Comme l'a expliqué Didier Martin, responsable de la division de l'expertise en fraude documentaire et à l'identité (DEFDI), à la commission d'enquête, nous nous appuyons sur l'expertise des fonctionnaires de cette division, associée systématiquement aux opérations de police judiciaire de l'OCRIEST, dès lors que nous suspectons la présence d'une officine de fabrication de faux. Cela a été le cas dans un dossier sur lequel la brigade mobile de recherche zonale de Marseille, que nous avons assistée en région parisienne, a enquêté en juin.

La DEFDI est également associée aux activités du groupe cyber de l'OCRIEST, spécialisé dans la traque des faussaires sévissant sur internet, notamment sur le dark web. Nous nous appuyons sur le savoir-faire de cette division. Notre objectif, avec Didier Martin, est de renforcer davantage notre interaction.

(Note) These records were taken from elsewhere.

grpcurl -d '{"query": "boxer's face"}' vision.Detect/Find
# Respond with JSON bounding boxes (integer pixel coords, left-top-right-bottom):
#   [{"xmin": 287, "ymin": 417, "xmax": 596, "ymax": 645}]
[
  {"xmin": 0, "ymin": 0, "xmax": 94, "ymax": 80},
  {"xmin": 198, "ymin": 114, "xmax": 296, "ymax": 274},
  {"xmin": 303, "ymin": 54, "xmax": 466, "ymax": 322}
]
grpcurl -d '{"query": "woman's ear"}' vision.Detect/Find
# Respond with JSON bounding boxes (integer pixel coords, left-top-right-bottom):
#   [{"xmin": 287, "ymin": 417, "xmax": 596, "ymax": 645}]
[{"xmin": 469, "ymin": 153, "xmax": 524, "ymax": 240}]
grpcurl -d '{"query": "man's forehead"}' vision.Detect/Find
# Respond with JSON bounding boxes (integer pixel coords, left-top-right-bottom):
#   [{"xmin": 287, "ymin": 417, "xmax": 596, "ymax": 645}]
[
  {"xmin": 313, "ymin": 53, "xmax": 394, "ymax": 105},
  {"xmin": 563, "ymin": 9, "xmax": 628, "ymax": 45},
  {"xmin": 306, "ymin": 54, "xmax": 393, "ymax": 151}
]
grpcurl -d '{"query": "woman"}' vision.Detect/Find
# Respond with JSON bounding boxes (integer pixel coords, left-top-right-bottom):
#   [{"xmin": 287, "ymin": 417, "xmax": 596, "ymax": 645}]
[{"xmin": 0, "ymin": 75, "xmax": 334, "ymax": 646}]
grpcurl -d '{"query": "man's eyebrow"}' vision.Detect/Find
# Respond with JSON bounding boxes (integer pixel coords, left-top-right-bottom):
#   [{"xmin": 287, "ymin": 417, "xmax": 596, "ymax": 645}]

Enfin, l'OCRIEST, en complément ou non avec la DEFDI, s'implique dans différents projets européens du cycle politique de la plateforme pluridisciplinaire européenne contre les menaces criminelles (EMPACT, pour European Multidisciplinary Platform against Criminal Threats ). Ces projets permettent de lever des fonds européens pour mener à bien des opérations de police judiciaire. Nous sommes notamment partie prenante de l'action opérationnelle JOT (Joint Operational Team) Dunqett, qui traite exclusivement des filières d'immigration irrégulière, et de JOT Doc Fraud, dernier né de ces programmes, pour lequel nous nous appuyons sur l'action de la DEFDI en matière de détection de fraude documentaire. Dès qu'une action judiciaire implique plusieurs pays européens, l'OCRIEST est associé et peut lever des fonds visant à financer le déplacement d'enquêteurs pour procéder à des recoupements et agir au niveau européen.